For almost everyone else though, it's too bad that we won't have a chance to see the witnesses first-hand. It's too bad we won't have a chance to hear the wiretap evidence as it is played in court. It's too bad that we'll have to rely on second-hand reports about the arguments of counsel.
The government's case against McGee is being presented by my former colleague Joe Wall. Wall left the U.S. Attorneys Office about seven years ago to become a Milwaukee County Circuit Court Judge. He returned to the U.S. Attorney's Office last Fall and immediately took over the McGee prosecution. I'm biased because I worked closely with him for years - but believe me when I tell you that Wall is a pretty darn good prosecutor.

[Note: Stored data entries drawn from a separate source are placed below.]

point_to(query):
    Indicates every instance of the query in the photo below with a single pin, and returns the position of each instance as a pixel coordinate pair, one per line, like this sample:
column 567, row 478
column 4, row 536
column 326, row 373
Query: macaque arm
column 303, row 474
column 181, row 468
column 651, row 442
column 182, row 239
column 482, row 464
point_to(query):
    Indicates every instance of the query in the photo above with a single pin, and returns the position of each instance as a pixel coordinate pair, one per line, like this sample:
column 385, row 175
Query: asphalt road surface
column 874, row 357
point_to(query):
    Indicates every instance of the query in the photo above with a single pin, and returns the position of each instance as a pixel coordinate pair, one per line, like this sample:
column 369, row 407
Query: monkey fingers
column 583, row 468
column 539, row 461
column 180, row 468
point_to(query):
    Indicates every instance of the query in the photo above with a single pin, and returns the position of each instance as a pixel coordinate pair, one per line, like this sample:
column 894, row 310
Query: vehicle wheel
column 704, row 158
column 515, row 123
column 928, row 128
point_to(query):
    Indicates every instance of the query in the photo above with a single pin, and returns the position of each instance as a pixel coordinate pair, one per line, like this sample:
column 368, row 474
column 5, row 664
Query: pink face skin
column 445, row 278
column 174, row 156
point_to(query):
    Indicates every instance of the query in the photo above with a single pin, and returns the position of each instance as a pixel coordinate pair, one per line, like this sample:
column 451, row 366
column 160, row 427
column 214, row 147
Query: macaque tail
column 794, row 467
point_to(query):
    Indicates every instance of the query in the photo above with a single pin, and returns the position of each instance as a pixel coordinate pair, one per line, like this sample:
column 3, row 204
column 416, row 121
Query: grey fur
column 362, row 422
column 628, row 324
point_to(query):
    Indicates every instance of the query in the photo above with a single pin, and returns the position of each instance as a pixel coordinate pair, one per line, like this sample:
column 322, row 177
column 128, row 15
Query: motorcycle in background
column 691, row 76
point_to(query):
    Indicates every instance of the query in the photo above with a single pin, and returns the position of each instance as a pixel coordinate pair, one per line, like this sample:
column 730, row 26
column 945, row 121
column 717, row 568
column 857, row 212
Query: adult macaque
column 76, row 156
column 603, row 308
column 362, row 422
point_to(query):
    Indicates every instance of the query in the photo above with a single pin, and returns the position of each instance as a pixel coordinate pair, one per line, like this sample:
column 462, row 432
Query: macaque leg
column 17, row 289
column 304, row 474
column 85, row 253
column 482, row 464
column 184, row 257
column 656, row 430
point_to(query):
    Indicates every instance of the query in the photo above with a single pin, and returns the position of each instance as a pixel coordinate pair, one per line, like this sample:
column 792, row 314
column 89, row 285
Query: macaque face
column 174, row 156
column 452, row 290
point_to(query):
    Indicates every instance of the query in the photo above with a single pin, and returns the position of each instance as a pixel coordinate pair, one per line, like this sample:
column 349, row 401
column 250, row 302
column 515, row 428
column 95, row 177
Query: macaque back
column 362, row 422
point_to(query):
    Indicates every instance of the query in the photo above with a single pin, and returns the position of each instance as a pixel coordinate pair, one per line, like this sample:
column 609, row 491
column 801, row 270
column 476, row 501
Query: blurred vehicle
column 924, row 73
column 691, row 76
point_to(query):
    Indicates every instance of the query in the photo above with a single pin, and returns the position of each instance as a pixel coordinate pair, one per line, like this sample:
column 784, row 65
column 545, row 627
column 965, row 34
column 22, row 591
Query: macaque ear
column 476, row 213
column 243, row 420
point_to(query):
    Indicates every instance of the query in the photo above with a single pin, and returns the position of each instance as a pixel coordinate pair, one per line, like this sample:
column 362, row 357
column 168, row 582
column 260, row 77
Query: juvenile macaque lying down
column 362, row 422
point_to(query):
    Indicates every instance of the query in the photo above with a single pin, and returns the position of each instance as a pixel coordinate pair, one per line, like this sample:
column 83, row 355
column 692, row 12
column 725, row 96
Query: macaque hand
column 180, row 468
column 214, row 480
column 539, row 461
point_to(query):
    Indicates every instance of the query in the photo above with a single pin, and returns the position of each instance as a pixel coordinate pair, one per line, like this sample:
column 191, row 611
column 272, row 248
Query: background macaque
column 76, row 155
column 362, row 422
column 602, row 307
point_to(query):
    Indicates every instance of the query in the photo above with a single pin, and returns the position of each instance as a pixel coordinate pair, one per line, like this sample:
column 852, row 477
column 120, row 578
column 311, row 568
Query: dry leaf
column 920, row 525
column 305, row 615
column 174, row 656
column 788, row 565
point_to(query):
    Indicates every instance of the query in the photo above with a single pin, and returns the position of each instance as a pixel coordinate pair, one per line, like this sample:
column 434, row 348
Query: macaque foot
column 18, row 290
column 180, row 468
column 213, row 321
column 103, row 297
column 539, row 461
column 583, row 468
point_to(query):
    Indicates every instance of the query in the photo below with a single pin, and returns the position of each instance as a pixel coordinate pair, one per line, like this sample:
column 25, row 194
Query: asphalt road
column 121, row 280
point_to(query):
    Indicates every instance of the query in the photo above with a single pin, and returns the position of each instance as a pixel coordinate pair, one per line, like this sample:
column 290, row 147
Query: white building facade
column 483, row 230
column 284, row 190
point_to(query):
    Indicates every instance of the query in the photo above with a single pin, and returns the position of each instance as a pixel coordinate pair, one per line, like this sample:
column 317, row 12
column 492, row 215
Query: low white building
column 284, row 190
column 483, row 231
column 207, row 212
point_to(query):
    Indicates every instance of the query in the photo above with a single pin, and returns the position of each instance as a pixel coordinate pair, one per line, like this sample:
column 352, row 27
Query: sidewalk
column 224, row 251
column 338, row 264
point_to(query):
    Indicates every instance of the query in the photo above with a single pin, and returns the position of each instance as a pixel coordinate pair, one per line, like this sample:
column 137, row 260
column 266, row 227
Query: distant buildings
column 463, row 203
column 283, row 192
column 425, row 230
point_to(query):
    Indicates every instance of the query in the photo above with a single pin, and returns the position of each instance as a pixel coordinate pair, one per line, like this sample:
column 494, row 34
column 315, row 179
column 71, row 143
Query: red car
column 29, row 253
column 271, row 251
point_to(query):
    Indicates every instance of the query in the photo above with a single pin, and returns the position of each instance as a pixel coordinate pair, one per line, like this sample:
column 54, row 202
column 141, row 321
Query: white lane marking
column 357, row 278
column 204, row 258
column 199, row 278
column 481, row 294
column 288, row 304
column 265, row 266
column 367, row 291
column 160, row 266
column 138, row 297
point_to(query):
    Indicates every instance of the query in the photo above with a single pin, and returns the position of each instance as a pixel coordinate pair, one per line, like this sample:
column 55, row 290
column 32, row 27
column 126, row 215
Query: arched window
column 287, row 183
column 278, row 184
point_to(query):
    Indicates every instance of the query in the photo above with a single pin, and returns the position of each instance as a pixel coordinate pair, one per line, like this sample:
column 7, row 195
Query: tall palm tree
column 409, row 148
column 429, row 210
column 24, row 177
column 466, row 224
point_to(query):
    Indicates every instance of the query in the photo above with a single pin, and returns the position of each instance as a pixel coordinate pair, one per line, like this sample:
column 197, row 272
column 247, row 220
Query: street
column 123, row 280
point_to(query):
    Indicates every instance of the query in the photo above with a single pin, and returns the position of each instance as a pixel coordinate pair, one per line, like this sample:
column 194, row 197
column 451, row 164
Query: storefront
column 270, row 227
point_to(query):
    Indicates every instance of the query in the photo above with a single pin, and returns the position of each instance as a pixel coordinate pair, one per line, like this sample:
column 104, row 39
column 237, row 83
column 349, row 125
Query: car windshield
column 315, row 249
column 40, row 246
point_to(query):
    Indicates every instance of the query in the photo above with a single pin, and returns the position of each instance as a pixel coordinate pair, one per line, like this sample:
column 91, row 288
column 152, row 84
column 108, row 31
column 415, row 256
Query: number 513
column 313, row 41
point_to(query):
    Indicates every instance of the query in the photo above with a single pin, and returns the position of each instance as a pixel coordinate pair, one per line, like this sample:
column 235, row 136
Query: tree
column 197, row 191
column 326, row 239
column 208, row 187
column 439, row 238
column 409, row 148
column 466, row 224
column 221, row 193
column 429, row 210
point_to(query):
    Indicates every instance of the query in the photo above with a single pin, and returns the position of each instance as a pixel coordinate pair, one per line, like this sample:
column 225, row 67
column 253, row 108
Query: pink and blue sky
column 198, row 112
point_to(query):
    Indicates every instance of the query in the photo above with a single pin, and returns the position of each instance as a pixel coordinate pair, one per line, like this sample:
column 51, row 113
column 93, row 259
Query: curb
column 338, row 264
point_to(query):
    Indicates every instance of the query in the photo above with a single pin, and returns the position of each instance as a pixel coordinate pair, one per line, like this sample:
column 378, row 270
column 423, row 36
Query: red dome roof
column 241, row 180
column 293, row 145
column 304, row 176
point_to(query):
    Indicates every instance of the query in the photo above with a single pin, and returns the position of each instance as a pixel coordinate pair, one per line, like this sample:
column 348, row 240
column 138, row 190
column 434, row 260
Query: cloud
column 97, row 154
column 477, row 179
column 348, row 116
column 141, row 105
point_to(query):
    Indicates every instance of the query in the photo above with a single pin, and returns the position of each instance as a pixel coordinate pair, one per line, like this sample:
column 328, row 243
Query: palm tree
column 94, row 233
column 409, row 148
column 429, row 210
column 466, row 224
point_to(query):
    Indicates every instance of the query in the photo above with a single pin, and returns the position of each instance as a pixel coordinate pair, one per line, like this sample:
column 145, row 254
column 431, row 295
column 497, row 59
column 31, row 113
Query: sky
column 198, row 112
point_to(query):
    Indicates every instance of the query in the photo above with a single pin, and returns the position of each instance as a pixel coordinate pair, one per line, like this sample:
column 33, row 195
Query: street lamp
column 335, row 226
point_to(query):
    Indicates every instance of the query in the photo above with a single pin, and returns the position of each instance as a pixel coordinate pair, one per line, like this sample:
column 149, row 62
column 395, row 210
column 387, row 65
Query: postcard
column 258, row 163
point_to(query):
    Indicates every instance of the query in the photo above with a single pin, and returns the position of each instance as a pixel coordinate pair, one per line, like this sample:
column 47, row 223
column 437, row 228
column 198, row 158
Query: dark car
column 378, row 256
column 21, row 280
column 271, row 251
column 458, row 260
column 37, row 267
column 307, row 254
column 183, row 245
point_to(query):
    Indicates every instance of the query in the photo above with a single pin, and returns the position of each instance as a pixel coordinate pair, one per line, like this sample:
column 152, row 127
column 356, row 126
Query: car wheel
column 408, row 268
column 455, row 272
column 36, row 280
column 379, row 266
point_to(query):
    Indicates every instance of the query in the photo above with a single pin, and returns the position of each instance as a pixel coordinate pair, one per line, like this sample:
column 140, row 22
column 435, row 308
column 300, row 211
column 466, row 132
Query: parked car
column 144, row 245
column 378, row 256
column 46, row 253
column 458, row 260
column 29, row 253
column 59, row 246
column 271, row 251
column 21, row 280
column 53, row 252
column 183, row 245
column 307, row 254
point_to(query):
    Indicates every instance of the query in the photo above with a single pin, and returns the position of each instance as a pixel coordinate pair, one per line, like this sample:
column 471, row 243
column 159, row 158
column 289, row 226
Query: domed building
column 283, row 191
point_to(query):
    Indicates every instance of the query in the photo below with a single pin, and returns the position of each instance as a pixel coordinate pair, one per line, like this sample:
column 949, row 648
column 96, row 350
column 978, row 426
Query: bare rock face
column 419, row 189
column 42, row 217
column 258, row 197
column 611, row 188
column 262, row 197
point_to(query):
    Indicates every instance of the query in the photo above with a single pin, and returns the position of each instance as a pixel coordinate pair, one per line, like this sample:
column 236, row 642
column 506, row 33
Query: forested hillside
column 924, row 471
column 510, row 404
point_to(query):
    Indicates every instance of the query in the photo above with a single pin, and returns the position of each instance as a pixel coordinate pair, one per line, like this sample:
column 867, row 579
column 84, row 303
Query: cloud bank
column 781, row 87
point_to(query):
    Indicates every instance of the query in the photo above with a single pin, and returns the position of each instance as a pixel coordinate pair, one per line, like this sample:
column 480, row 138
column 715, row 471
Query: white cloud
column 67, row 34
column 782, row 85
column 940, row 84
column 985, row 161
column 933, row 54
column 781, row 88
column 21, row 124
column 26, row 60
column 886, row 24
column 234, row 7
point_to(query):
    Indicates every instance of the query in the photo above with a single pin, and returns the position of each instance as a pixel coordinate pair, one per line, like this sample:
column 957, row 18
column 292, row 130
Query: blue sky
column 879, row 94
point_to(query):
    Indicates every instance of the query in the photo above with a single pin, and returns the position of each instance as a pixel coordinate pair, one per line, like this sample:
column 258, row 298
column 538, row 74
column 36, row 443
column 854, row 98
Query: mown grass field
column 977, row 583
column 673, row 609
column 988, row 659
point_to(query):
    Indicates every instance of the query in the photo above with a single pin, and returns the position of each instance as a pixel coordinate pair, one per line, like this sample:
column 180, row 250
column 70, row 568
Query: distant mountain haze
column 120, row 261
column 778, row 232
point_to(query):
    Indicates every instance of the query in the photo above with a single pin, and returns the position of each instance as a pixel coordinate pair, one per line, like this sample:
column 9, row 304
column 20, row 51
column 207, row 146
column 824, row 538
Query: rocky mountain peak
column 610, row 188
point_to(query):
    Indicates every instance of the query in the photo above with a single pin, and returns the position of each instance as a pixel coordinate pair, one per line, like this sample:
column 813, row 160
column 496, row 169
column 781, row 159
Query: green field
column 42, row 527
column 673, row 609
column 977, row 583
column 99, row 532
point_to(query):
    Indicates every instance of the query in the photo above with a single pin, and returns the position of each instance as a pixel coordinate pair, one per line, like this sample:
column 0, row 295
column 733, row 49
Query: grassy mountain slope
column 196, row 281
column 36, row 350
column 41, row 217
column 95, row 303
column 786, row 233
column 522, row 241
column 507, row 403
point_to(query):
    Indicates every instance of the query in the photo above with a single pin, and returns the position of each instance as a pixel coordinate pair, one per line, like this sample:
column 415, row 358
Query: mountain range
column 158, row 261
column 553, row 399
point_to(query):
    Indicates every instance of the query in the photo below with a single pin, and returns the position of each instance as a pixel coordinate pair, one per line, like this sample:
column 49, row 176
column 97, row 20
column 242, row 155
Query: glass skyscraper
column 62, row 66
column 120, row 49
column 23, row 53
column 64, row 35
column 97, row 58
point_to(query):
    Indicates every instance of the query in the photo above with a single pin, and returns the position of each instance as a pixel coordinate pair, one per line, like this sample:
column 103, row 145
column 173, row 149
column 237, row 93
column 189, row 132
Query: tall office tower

The case is being tried before Federal Judge Charles Clevert. Up until now, Clevert's most high-profile trial was probably the Federal civil rights prosecution of four Milwaukee Police officers in connection with the beating of Frank Jude. Deservedly, Clevert earned high marks for the way he handled the case.
The State prosecution of the Frank Jude Jr. cops was, to put it mildly, a prosecutive disaster. Unfortunately, since State courts allow proceedings to be televised, the public had an opportunity to witness the spectacle first-hand. It's equally unfortunate the the public never had an opportunity to witness the masterful Federal prosecution that followed (and led to convictions).
In the same vein, due to electronic access to the courtroom, the public has already had an opportunity to get a first-hand look at how the State prosecution of McGee was initially botched. It's really too bad that we won't get a chance to see how a really good prosecutor, trying a case before a really good judge, presents a really strong case!
I've always said that McGee's real problems centered around the Federal charges. The first couple of witnesses appear to underscore that point - and the jury hasn't even heard any of the wiretaps yet. Nevertheless, who knows what a jury will decide when all the evidence is presented to them?
Regardless of the eventual verdict, I personally think that the McGee trial is going to be an outstanding example of how the system is supposed to work. It's just too bad that nobody is going to get to see it.